Au plus tard depuis l’appel qui a fait le tour du monde, de Stéphane Hessel, de s’indigner, on peut considérer que le nombre des vertus cardinales ne se limite plus à quatre. Les deux premières, en tout cas, penchent plutôt vers une douce soumission, et l’indignation viendrait donc à la suite des deux autres, justice, force (morale) : elle présuppose un grand cœur et la volonté de prendre parti de faire face (voilà tout logiquement le titre choisi pour le bel album de Berthe Lutgen paru aux éditions ultimondo, et l’on pardonnera cet éloge à l’auteur de l’un ou l’autre textes du livre, auquel il faudra revenir en conclusion).
Stéphane Hessel toujours, il savait que l’indignation ne suffit pas (empêche toutefois de sombrer dans le cynisme), son autre appel fut de s’engager. Berthe Lutgen, au long d’une cinquantaine d’années, a gardé intact un potentiel d’indignation, et le moins qu’on puisse dire, c’est que chez elle, l’engagement est allé de suite de pair, dans la cause féministe, un temps dans l’extrême gauche, non moins dans l’art, avec « Arbeitsgruppe Kunst » ou « Initiative 69 » par exemple.
Elles sont deux femmes, deux tableaux, dont un autoportrait, de 1979, au fond de la galerie Toxic. L’autoportrait nous montre une femme assiste sur une chaise, comme repliée sur elle-même, avec pantoufles, jupe et pullover, un travail de tricot sur les genoux. À côté, le tableau est tout récent, la jeune femme est debout, porte un blouson rouge sur un t-shirt bleu, elle a les mains dans les poches de son pantalon, le regard souriant, peut-être même narquois, une attitude pleine d’assurance. Il a fallu combattre pour passer de l’une à l’autre, combat toujours à reprendre, à pousser plus loin. Pour que se réalise tout à fait la promesse de l’évangéliaire (d’Echternach) détourné avec ses jeunes femmes scribes des deux côtés du texte revendicateur.
Voilà pour la lutte des femmes dans cette exposition. Une autre lutte est peut-être plus virulente encore, contre l’injustice, faite surtout aux enfants. Et cette misère dans le monde, il faut le recours au dessin en noir et blanc pour la faire voir, pour en faire saisir la violence, pour secouer, face au mur fait de 25 pièces. L’exposition s’ouvre sur une série nouvelle, des spectateurs et des acteurs, les premiers qui nous tournent le dos, nous rejoignons ainsi leurs rangs, comme paralysés, abasourdis, devant les nouvelles su monde, reprises dans deux tableaux-collages de l’année 2013 ; et en face, un rideau rouge, qui ne bouge pas, reste fermé, n’est-il pas là pour cacher justement les acteurs. Au vernissage, samedi, je me suis mis à imaginer telles grandes figurations de boîtes aux lettres, cachant les trolls de la haute finance en train de minimiser les impôts, augmenter les dividendes.

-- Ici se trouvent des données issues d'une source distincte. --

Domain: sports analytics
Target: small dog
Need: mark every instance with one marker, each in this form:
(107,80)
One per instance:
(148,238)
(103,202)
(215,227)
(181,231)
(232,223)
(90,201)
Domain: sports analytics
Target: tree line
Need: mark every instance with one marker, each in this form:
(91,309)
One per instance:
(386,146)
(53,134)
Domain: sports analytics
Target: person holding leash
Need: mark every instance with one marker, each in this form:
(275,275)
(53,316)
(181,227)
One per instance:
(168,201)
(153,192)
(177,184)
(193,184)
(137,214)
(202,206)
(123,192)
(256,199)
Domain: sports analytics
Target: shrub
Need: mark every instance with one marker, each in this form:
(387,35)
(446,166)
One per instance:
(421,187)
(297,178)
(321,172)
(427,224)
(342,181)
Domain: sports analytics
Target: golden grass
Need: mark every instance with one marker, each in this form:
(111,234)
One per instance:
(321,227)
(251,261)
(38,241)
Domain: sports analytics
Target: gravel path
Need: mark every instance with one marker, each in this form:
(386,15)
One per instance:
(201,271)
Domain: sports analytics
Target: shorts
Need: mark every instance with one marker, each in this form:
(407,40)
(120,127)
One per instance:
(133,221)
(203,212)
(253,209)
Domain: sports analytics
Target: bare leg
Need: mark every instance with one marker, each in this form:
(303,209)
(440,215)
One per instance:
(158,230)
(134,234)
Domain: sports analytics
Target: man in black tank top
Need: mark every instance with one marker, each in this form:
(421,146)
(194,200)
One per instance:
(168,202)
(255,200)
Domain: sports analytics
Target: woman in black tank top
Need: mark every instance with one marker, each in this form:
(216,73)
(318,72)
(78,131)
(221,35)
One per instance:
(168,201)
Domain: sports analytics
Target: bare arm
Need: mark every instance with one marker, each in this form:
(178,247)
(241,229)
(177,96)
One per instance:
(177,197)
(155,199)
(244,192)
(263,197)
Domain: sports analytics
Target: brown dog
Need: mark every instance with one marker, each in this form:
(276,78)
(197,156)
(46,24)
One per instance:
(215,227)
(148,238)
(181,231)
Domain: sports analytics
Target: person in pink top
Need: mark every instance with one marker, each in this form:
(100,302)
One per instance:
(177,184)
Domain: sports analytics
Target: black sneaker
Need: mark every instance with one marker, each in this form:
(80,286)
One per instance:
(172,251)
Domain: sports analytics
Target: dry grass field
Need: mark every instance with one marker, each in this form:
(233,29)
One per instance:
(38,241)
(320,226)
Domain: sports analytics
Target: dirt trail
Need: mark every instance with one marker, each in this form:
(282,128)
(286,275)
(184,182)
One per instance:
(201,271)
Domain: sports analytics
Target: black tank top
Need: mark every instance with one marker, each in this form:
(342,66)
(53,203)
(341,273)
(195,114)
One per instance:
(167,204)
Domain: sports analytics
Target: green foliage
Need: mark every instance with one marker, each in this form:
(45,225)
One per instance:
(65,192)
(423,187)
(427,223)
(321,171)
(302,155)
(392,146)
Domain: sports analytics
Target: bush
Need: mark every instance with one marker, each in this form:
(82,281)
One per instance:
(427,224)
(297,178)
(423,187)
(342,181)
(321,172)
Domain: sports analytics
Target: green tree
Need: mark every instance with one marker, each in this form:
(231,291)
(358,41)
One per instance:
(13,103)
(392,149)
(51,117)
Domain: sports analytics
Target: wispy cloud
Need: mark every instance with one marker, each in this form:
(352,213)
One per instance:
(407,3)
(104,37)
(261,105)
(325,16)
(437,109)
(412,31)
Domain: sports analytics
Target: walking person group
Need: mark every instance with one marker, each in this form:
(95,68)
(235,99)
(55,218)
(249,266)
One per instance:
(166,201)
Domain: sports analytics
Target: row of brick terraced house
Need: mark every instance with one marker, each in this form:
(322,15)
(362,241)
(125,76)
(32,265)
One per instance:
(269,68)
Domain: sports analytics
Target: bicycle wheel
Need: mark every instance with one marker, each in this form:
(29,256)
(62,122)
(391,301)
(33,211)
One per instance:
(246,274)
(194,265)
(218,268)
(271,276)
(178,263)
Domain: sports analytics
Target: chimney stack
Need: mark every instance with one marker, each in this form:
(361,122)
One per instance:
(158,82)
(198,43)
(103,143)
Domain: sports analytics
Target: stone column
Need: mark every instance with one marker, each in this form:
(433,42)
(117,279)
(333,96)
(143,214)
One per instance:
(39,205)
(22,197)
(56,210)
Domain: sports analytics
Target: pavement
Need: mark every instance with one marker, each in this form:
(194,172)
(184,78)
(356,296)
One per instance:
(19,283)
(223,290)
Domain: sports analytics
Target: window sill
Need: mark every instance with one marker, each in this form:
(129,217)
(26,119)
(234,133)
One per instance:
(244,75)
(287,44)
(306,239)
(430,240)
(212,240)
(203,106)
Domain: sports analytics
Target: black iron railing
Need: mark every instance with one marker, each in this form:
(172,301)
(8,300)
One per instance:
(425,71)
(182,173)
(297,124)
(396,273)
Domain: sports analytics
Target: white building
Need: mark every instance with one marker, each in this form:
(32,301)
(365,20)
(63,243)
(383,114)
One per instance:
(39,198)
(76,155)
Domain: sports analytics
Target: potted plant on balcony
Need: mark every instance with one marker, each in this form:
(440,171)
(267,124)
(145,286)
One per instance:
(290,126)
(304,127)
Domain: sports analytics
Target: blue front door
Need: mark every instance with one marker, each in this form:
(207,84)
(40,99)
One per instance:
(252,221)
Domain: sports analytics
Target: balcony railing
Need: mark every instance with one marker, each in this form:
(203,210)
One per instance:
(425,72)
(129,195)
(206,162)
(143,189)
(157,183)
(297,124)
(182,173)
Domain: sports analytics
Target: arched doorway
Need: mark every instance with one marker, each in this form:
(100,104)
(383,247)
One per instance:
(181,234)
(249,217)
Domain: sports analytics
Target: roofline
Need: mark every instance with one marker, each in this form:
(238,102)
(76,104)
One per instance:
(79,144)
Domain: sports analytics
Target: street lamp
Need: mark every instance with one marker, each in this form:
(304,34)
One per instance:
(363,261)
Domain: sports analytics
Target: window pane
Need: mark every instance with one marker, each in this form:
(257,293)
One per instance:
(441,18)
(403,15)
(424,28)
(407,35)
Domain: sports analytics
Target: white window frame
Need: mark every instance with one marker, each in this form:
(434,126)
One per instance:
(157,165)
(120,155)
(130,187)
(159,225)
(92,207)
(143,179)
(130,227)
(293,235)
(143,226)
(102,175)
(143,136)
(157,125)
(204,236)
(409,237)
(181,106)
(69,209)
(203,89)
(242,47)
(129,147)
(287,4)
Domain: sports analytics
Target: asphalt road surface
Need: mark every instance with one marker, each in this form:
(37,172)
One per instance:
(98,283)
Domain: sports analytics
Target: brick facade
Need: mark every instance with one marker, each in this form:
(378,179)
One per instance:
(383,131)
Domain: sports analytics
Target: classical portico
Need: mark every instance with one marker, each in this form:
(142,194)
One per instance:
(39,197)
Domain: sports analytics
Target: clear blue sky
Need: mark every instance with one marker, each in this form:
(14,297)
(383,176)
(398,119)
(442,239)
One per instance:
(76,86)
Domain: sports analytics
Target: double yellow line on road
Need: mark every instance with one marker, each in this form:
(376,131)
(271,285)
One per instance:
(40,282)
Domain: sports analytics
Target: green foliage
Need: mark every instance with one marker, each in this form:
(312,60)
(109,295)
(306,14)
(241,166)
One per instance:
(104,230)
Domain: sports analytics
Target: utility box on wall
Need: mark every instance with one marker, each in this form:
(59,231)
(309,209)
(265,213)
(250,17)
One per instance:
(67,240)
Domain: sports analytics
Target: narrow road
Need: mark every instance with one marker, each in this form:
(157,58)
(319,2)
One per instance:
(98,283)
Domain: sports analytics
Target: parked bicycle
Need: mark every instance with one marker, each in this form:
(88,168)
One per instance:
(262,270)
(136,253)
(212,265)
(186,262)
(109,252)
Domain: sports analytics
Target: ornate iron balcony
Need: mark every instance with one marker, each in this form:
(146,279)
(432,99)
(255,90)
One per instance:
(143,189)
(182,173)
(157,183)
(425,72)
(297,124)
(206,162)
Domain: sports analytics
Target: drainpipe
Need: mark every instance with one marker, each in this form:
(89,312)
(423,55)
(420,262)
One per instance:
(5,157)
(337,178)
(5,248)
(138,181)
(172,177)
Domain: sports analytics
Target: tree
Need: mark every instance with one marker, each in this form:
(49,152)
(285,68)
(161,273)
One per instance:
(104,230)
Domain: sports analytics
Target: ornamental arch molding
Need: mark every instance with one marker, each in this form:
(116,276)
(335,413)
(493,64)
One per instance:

Le livre, paru à l’occasion, témoigne des luttes de Berthe Lutgen, avec les moyens d’un art parfaitement maîtrisé, nourri d’une connaissance approfondie de l’histoire de l’art ; il faut parcourir les étapes d’une vie, d’un engagement, qui ne se sont jamais reniés. Cela dans une mise en page de belle rigueur, sans la moindre esbroufe (elle serait déplacée quand trop de choses sérieuses sont en jeu). Le livre, toutefois, on peut le lire au-delà de Berthe Lutgen (et qu’on me comprenne, ce n’est pas là lui faire injure, au contraire). Dans le retour au siècle dernier, trop souvent, presque toujours, on ne s’engage que sur les grands boulevards, et voici d’un coup que se trouvent frayés des chemins de traverse (qui ne sont nullement de raccourci). Un regard autre, fait plutôt de brisures, de zigzags, comme telle ligne tracée en 1969 dans la vallée de la Pétrusse. Oui, Berthe Lutgen était parmi ceux qui, momentanément, ont confronté le Cercle artistique avec le happening, un agent de police bien embêté avec le land art.